Tozen was cited by the U.S. State Department's human rights report on Japan for the union's long campaign to enroll teachers in shakai hoken health and pension insurance. Tozen also spoke with political activist Noam Chomsky in March 2014.

==Visit to Iceland==
Between February 27 and March 11, 2019, Tozen Union President Hifumi Okunuki, Chief Financial Officer Louis Carlet, and Field Director (and Rengo Trade Union Confederation Executive) Gerome Rothman participated in a guest lecture series organized by Iceland's second largest labour union, Efling.

Based on an invitation from Efling's Organizing Division (Félagssvið), on March 3, 2019, Tozen Union gave a presentation about its structure, history, range of activity, and the basics of Japanese labour law. The event was live-streamed.

And on March 5, 2019, Tozen Union led a workshop on the subject of workplace organizing.

On March 8, 2019, Hifumi Okunuki, and Louis Carlet were interviewed by Icelandic television about Efling's one-day maids' strike covering the whole of Reykjavík, which took place on the same date.

==Notable legal victories==

=== The Language of Labour Relations ===
While most foreign workers in Japan are employed in the context of their native language, or English, both at the time of hiring and during their day-to-day workplace operations, employers typically attempt to dominate foreign union members by refusing to negotiate in the language of the workplace.
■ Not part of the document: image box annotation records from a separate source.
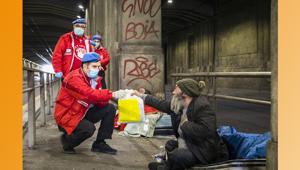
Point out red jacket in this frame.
[52,32,92,77]
[95,47,110,70]
[54,68,112,135]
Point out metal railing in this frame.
[23,60,60,148]
[171,72,271,107]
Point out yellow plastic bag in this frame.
[118,98,144,123]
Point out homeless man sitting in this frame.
[54,52,117,154]
[134,79,228,170]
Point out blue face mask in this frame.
[87,69,99,79]
[74,27,84,36]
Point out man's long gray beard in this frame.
[171,95,183,114]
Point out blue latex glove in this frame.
[55,72,63,78]
[90,41,96,47]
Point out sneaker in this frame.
[60,134,76,154]
[63,147,76,154]
[91,142,117,155]
[148,162,169,170]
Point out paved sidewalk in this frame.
[23,115,171,170]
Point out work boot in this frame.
[91,141,117,155]
[60,134,76,154]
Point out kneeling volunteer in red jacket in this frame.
[54,52,117,154]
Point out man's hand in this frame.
[131,90,144,97]
[55,72,63,78]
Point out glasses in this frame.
[181,95,187,100]
[74,24,86,28]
In response Tozen Union invented and endeavours to establish the concept of The Language of Labour Relations, which contends that employers are not allowed to suddenly use a different language when their employees begin Collective Bargaining.

In a 2016 Tokyo Labour Commission ruling on Tozen Union's case against Tokyo Gakugei University, the commission established that employers are not allowed to unilaterally establish the conditions of Collective Bargaining, confirming that this includes the language in which negotiations will take place.

=== The right to strike for independent contractors ===
In an October 2019 Tokyo Labour Commission ruling, the commission established that teachers hired by Gaba Corporation as independent contractors have the right to strike. Tozen union and its Gaba Union Local sued Gaba Corporation to overturn warning letters issued to striking teachers. Gaba Corporation claimed that its over 1000 teachers were independent contractors, and thus were not protected by the rights of workers and Japan's Trade Union act. In a previous Osaka Labour Commission case victory filed by the General Union, the commission had recognized these employees' right to Collectively Bargain. Gaba Corporation management tried to nullify the impact of the ruling by claiming that even if the teachers had the right to Collective Bargaining, they didn't have the right to strike, which the Tokyo Labour Commission rejected based on Tozen's arguments. In Japan, the right to Solidarity, Collective Bargaining, and Collective Action (including strikes) are set in Article 28 of the Constitution, and cannot be divided.